The underlying flax.linen.attention.dot_product_attention accepts a bias= arg directly. So we wrap it with a closure that pre-binds our bias, and pass that as attention_fn=:

from flax.linen.attention import dot_product_attention

def alibi_fn(query, key, value, bias_=None, mask=None, **kwargs):
    # Inject our pre-computed ALiBi bias.
    return dot_product_attention(query, key, value,
                                 bias=alibi_bias, mask=mask, **kwargs)

attn = nn.MultiHeadDotProductAttention(num_heads=H,
                                       qkv_features=D,
                                       attention_fn=alibi_fn)

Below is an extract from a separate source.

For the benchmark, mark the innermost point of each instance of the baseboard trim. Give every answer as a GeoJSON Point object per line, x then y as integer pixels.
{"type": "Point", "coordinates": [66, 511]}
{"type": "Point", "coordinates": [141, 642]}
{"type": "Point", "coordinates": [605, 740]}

attention_fn is a constructor kwarg of nn.MultiHeadDotProductAttention — replace the default SDPA with one that always adds your bias.

Bias shape gotcha

Internally Flax computes scores with shape (batch, H, T_q, T_k) (or (H, T_q, T_k) if you pass a 2-D input — it’ll broadcast). The bias needs to broadcast against that. Our (H, T, T) works because it matches the trailing three dims; the missing leading batch dim broadcasts.

Computing |i - j|

i = jnp.arange(T)[None, :, None]   # shape (1, T, 1)
j = jnp.arange(T)[None, None, :]   # shape (1, 1, T)
abs_diff = jnp.abs(i - j).astype(jnp.float32)   # (1, T, T)
bias = -slopes[:, None, None] * abs_diff        # (H, T, T)

Common pitfalls

Using mask= instead of bias= — Flax masks are boolean, they’d zero ALiBi’s nuance. attention_fn injection via a closure is the right path.
Wrong slope formula — 2 ** (-8 * (h+1) / H) is the canonical one. Some implementations use head index h directly without the +1. Pick one and be consistent.
Forgetting the negative sign — bias = -slopes * |i-j|. Without the negation, near tokens are punished and far tokens favored — anti-locality.

Problem

Implement mha_alibi(seed, x, num_heads, qkv_features):

Compute slopes: slopes = 2 ** (-8 * (jnp.arange(H) + 1) / H).
Build the bias: shape (H, T, T) with bias[h, i, j] = -slopes[h] * |i - j|.
Wrap dot_product_attention to inject the bias.
Build MHA with attention_fn=alibi_fn. Init, apply, return flat.

Inputs:

seed: int.
x: 2-D (T, D_in).
num_heads, qkv_features: ints.

Output: 1-D, the flattened ALiBi-attention output.